Monday was a bad day. I could barely move. Avoiding the mirror in the bathroom became a major objective on my part. I didn't even consider brushing my hair and I stayed in my pajamas all day. I was at the point of functioning at that super low level that those who have never actually had to fight depression (not the "blues") simply do not understand. Rightfully and thankfully so. There's no thinking straight... in fact, there's barely thinking. There's no reasoning and no fighting it, you just collapse. In almost every possible way. I couldn't even cry if I had wanted to because I just felt nothing at all.
It's been coming for quite some time. And while today was better, it still wasn't great. I have been pretty awful to be around for quite some time now. Maybe not at every passing moment but often enough that I have isolated myself in the office and a bit more than is good for me outside of the office.
Don't get me wrong... exercise is great and I have enjoyed it but I need to reach some balance with it. I need to reach some balance in almost every area of my life. My eating has been the only real balance I have managed to get right. And needless to say... that went out the window too... at least for the last two days.
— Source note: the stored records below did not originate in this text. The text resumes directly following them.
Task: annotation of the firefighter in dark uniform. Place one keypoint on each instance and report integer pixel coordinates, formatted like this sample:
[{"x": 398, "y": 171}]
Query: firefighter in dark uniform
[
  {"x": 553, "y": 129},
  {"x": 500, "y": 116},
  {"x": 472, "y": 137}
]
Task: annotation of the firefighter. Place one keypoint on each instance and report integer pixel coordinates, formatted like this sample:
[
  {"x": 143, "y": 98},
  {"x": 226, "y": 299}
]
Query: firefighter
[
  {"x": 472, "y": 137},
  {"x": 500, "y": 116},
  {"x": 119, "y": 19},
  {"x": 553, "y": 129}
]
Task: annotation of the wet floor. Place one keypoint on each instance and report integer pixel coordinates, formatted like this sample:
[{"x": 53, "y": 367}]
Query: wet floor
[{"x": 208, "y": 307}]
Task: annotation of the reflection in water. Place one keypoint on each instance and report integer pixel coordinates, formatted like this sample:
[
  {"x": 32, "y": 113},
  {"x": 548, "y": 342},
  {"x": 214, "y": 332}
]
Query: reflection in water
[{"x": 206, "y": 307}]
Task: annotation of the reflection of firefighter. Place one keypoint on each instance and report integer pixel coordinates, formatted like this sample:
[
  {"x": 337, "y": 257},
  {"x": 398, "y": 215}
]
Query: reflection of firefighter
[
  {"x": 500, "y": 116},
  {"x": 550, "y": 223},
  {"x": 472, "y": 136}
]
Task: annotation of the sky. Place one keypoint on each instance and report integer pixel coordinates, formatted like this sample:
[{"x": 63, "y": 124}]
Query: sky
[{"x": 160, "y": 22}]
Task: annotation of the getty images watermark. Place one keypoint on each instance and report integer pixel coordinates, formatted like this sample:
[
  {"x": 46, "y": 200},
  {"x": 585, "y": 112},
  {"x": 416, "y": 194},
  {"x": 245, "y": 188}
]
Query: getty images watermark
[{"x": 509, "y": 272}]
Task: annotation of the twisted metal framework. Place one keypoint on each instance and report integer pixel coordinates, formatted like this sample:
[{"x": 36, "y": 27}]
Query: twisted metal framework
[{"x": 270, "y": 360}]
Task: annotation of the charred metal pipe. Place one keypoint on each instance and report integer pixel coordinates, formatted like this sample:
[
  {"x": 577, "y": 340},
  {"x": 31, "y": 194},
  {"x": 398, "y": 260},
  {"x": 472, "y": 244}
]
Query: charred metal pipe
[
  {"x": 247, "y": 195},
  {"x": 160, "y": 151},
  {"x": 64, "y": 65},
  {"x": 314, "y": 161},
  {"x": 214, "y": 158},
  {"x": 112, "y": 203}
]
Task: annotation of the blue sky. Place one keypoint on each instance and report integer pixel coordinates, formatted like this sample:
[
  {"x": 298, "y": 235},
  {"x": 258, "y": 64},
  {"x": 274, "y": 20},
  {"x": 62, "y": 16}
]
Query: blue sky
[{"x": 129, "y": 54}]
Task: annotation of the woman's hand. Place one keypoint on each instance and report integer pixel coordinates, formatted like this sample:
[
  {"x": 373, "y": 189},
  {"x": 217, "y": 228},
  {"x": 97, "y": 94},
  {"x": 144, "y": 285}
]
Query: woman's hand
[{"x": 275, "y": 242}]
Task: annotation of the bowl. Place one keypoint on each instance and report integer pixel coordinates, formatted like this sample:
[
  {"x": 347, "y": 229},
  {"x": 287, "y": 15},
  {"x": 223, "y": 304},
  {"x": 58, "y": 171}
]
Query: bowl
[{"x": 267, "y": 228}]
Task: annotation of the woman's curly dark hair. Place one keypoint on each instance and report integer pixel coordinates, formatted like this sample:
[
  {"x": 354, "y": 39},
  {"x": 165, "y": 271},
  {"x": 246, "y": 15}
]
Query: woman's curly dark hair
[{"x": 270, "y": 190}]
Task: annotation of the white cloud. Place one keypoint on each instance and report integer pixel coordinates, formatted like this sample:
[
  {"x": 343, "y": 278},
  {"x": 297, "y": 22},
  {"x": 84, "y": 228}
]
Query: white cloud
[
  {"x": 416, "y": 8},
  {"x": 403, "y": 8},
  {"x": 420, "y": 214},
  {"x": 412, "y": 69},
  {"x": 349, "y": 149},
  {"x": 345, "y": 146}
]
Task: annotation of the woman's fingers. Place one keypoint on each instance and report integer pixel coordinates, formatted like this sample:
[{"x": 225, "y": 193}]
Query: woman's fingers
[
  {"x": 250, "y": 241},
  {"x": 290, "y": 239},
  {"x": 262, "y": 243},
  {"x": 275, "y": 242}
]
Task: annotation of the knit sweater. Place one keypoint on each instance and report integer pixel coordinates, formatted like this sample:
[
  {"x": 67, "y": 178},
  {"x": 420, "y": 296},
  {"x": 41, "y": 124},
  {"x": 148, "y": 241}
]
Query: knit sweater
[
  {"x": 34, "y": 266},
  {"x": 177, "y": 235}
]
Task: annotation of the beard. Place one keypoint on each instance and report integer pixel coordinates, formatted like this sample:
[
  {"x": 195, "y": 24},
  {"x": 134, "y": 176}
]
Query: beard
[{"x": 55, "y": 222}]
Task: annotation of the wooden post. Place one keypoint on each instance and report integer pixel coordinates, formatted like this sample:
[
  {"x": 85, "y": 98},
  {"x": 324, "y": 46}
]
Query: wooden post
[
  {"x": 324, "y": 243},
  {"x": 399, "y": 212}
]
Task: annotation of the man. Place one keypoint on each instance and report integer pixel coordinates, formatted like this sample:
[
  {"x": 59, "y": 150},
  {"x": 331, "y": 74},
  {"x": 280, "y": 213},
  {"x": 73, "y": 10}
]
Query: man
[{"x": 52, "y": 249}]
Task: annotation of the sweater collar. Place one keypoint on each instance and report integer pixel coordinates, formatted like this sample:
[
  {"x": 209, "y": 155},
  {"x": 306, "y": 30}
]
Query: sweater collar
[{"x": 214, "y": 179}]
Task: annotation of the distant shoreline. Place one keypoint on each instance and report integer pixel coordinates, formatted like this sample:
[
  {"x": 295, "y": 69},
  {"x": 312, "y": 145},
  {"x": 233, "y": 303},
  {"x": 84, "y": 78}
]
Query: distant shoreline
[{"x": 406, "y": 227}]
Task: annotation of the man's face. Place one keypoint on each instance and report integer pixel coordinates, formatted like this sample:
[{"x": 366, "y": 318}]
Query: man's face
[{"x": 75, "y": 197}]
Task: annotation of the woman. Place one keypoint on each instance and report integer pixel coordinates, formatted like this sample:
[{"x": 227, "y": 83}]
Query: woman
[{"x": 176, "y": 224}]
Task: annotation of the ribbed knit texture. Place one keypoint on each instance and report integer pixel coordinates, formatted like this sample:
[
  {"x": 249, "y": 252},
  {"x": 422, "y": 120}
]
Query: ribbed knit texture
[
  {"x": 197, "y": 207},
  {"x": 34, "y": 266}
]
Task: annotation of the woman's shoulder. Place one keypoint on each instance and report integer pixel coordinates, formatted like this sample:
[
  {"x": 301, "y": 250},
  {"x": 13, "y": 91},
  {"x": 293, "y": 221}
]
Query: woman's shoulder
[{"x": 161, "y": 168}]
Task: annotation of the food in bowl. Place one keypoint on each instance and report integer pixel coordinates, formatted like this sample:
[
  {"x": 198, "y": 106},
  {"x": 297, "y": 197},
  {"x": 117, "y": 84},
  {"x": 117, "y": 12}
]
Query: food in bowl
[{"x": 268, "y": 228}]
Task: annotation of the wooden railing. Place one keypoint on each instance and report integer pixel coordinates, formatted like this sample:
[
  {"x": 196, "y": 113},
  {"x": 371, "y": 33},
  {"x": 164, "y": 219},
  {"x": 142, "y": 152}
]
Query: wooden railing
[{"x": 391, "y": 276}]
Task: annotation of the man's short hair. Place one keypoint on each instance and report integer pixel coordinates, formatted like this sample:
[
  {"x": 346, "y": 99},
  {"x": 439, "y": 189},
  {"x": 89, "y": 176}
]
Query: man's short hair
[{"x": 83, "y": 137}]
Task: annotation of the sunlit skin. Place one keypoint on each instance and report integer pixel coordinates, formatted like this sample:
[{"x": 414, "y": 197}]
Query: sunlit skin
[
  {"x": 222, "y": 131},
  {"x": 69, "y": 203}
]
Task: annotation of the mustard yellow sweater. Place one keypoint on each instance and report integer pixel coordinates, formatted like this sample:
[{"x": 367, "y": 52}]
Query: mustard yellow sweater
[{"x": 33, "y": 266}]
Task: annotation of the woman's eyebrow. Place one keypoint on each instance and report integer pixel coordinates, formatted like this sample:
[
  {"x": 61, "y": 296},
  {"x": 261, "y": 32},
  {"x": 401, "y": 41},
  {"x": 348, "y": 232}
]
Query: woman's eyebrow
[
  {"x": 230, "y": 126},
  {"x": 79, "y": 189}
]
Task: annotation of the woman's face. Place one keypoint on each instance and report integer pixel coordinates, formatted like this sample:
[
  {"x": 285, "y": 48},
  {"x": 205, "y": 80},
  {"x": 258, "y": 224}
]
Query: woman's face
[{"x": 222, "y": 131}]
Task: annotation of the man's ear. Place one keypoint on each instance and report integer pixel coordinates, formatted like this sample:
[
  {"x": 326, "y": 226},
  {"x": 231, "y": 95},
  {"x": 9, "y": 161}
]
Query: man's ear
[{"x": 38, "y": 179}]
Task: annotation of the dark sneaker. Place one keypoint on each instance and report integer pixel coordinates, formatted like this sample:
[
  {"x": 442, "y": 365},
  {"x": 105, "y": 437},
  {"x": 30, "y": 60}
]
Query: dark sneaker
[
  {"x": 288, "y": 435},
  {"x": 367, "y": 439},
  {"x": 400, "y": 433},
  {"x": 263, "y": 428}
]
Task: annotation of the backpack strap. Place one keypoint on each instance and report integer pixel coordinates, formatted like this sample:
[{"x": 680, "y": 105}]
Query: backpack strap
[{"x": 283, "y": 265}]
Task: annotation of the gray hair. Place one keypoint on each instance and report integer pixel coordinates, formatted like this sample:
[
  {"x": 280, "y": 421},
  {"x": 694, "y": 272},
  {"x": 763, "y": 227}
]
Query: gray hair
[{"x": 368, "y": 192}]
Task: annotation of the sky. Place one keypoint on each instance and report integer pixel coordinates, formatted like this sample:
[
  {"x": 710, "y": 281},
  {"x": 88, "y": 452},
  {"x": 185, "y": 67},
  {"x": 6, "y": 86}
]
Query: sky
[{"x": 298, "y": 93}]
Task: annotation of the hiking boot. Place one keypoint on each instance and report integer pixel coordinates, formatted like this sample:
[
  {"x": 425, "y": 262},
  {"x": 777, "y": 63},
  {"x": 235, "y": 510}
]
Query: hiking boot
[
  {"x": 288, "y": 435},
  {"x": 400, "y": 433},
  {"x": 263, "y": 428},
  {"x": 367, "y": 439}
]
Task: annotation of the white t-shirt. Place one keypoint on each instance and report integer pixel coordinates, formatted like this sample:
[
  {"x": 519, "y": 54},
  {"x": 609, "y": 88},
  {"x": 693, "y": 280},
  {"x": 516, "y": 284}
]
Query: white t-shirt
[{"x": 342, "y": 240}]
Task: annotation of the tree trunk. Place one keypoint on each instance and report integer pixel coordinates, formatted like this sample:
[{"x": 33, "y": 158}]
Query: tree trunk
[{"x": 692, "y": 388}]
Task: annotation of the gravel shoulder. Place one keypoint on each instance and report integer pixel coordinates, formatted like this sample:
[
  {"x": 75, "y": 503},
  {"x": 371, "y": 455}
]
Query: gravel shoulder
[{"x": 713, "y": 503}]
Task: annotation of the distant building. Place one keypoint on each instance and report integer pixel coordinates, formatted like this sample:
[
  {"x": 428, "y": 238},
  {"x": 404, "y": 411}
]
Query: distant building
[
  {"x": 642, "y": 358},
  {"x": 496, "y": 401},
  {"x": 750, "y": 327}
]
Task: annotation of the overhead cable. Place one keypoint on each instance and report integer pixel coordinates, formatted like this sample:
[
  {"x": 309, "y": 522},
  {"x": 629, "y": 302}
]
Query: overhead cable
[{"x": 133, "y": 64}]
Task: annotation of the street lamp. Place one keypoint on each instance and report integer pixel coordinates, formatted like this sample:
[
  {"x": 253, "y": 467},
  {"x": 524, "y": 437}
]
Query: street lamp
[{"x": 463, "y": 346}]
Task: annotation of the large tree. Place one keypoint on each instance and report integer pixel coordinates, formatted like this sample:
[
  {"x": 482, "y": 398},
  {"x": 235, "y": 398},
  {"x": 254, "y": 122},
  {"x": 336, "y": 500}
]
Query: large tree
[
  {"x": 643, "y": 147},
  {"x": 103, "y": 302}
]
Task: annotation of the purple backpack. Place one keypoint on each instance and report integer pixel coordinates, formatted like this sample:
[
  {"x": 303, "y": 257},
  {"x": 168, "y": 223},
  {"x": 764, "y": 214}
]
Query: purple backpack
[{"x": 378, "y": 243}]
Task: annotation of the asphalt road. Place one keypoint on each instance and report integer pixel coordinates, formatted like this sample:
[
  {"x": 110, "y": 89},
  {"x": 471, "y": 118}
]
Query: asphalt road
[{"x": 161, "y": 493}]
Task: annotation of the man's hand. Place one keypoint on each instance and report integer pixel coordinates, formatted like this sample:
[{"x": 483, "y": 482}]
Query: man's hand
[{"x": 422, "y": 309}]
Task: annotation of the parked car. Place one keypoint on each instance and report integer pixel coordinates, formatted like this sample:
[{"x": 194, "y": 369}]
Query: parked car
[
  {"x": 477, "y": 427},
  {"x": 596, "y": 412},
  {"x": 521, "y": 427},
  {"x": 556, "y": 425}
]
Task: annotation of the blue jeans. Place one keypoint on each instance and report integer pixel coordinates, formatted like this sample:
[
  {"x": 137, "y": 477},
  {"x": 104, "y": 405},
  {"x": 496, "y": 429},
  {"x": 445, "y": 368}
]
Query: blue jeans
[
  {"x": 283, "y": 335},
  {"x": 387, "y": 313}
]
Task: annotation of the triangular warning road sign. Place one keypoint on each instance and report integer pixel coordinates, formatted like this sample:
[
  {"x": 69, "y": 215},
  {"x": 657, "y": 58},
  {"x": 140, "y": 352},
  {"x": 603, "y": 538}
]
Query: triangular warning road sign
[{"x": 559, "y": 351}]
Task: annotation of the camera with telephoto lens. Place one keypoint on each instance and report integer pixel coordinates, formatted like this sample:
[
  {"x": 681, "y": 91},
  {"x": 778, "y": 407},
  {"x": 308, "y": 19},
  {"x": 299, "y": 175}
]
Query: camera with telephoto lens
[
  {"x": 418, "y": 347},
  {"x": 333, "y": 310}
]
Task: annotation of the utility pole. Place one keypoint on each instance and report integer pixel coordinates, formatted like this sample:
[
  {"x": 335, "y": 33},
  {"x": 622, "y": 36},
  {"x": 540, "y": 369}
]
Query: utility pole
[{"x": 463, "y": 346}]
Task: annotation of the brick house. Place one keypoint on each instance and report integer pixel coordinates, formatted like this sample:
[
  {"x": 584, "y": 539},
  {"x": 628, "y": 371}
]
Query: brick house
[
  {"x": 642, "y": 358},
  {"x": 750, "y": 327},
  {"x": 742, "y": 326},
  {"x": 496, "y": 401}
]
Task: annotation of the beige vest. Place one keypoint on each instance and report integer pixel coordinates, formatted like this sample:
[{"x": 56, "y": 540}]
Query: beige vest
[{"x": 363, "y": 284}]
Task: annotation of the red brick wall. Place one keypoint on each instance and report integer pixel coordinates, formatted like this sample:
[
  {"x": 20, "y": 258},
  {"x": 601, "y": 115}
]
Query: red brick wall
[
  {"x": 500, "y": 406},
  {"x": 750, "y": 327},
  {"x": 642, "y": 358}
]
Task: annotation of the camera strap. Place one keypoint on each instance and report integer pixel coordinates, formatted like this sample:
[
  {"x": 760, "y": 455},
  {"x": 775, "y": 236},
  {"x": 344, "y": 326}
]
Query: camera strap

Tomorrow I go to get bloodwork done. That will be the first step in finding out if it's something besides my medication and those parts of my life that I am not crazy about. I know that some of this is situational but much of it is chemical. When you know what you've got, you know when it's going wrong. Make no mistake... I had a great weekend. But - the rest of the time, there's been a whole bunch of ugly going on.
The fact is I have to accept the reality that my medication is simply no longer working. At least not completely. I can't think straight, I've had suicidal thoughts and I have just been a complete and total bitch to too many of the people around me.
It would be a lie to say I'm not scared. The truth is, I'm terrified. I have never switched medications since starting on the Seroquel. It's been a few years. And now it's time for me to try something new. I know that's where this is headed. I can look forward to getting back on track again but the time in between is just a frightening thought to me. What's withdraw going to be like? What side effects will I have with the new stuff? Is this going to improve my life or make it worse?
Still, something's gotta give. I've been in pretty shaky shape for several months. I need some changes to take place because I do not like who I have become. (And neither do most of those who are around me regularly.) Do I still think my semi-ruts (I am trying to actively change those parts of my life I do not like - though some of those efforts are currently stalled) are contributing? Absolutely. I know the outside changes that need to be made. But - I don't think I can realistically change them in a concrete way until the inside changes have been made.
One thing that keeps running through my head is "messy bed... messy head" (shout-out to Spice on that one). My bed hasn't been made since the first month of the summer. (Not that I have ever made my bed every day.) Still - it says something to me - something that is very loud and clear.